Police brutality and “Torture Letters”
Content Warning: This column discusses police brutality
The multiple upheavals in America over the past year, triggered by human rights abuses such as the murder of George Freud, are nothing new to anyone. Modern media such as the Internet, television, and newspapers are rapidly filling up with graphic violence from one title to another. The constant consumption of such content reduces a person’s sensitivity to this kind of news, which is called “compassion fatigue”.

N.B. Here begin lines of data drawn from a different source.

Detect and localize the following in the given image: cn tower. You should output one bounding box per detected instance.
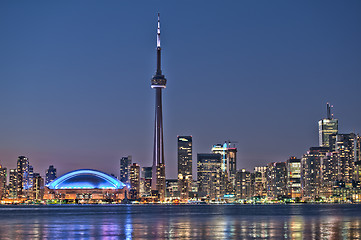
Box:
[151,13,167,201]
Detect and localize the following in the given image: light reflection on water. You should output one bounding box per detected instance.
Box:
[0,205,361,239]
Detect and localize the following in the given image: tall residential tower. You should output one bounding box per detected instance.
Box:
[178,136,193,200]
[318,103,338,150]
[151,13,167,201]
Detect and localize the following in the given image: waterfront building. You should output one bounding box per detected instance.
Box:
[165,179,180,200]
[151,13,167,201]
[301,147,329,199]
[212,142,237,177]
[17,156,30,197]
[177,136,193,200]
[254,166,267,197]
[286,157,301,199]
[44,169,127,203]
[0,165,7,199]
[28,165,34,189]
[267,162,287,199]
[129,163,140,199]
[320,152,338,198]
[189,180,198,198]
[197,153,223,200]
[140,167,152,197]
[355,135,361,182]
[332,181,361,203]
[119,155,132,184]
[32,173,44,201]
[318,103,338,150]
[212,141,237,195]
[45,165,56,185]
[8,169,18,198]
[236,169,255,199]
[336,133,357,183]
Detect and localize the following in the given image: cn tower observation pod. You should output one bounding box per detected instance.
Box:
[47,169,126,190]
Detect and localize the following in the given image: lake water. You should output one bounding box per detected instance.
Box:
[0,205,361,240]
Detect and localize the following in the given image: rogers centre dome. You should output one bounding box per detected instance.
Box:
[47,169,126,190]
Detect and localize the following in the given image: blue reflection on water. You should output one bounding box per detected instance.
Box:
[0,205,361,239]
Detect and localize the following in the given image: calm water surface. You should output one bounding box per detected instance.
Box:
[0,205,361,239]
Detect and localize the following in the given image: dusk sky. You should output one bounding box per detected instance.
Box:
[0,0,361,178]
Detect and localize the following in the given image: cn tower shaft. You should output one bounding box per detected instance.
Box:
[151,14,167,201]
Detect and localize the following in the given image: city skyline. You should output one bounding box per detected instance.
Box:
[0,1,361,178]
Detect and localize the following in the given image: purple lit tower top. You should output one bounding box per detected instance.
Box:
[151,13,167,201]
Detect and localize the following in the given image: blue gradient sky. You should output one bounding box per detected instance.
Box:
[0,0,361,178]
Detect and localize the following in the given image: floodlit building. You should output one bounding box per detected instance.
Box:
[236,169,254,199]
[267,162,287,199]
[0,165,7,199]
[129,163,140,199]
[8,169,18,198]
[254,166,267,197]
[286,157,301,198]
[119,156,132,184]
[336,133,357,182]
[32,173,44,200]
[140,167,152,197]
[45,165,56,184]
[301,147,329,199]
[17,156,31,197]
[177,136,193,200]
[318,103,338,150]
[44,169,127,203]
[197,153,223,200]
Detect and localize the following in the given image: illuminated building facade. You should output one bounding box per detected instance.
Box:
[44,169,127,203]
[45,165,56,184]
[140,167,152,197]
[320,152,338,197]
[151,13,167,201]
[286,157,301,198]
[236,169,254,199]
[197,153,223,200]
[32,173,44,200]
[129,163,140,199]
[17,156,30,197]
[8,169,18,198]
[254,166,267,197]
[177,136,193,200]
[301,147,329,199]
[0,165,7,199]
[267,162,287,199]
[336,133,357,182]
[318,103,338,150]
[119,156,132,184]
[165,179,179,200]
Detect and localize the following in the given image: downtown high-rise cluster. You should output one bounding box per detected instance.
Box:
[120,104,361,202]
[0,156,56,201]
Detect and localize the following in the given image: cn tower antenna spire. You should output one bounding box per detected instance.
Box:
[156,13,162,75]
[157,13,160,48]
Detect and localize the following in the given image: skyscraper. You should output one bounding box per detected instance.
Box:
[0,165,7,199]
[336,133,357,182]
[8,169,18,198]
[301,147,329,199]
[197,153,223,199]
[129,163,140,199]
[178,136,192,199]
[140,167,152,197]
[45,165,56,184]
[151,13,167,201]
[17,156,30,197]
[287,157,301,198]
[267,162,287,199]
[119,155,132,184]
[318,103,338,150]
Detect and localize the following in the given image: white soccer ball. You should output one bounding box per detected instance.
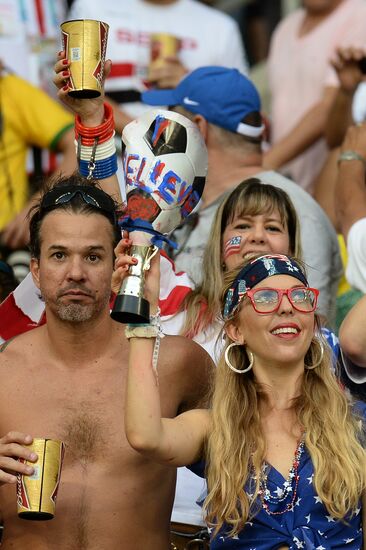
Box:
[122,109,208,234]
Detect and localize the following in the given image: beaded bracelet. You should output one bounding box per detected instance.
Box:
[75,103,114,146]
[75,103,117,180]
[125,308,165,376]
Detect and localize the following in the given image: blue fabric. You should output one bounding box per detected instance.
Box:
[189,402,366,550]
[141,66,261,133]
[224,254,309,319]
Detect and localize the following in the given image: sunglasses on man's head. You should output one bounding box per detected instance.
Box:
[246,287,319,313]
[41,185,117,223]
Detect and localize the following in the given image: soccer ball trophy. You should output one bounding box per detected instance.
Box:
[111,109,208,324]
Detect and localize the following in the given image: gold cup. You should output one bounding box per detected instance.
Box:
[17,438,65,520]
[149,32,180,80]
[111,245,159,324]
[60,19,109,99]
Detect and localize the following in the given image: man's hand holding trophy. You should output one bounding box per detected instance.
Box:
[54,20,208,324]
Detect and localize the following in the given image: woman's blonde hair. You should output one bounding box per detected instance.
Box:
[182,178,302,338]
[204,266,366,536]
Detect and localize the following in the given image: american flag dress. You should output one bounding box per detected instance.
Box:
[189,402,366,550]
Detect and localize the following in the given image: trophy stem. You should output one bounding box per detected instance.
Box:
[111,294,150,324]
[111,245,158,324]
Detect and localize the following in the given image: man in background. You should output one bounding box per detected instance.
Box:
[142,67,342,320]
[264,0,366,193]
[69,0,247,132]
[0,67,77,251]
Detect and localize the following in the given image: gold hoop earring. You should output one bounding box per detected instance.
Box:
[225,342,254,374]
[305,338,324,370]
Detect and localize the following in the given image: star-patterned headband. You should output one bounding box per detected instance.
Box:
[224,254,309,320]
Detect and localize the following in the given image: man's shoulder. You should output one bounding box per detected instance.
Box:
[161,336,213,371]
[0,327,44,362]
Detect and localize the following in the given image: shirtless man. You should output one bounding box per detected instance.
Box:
[0,176,209,550]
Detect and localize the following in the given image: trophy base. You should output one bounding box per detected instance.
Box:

A similar phenomenon touched me not so long ago when my hometown was overflowing with graphics of police brutality and counter-protests. The answer to this fatigue for me was Lawrence Ralph’s “Letter of Torture” documenting police brutality in Chicago. The emphasis in the documentary is not on the content, but on the narrative story from the first person, which rivets the viewers and puts them in the victim’s place. This perspective allows you to feel the brutality of the police on your own skin, and makes compelling moral demands.
This approach to reflecting reality relieves the fatigue of empathy by adapting the aesthetics to the target audience, offering a new perspective. The film was published in The New York Times in a narrative writing style that made rich and educated audiences empathize with Ralph’s suffering, not annotations. The victims of violence are not abstract “they” but the same people, the readers themselves. This made it possible to express such cruelty in a more human way, to believe that this is happening to them, their friends and loved ones.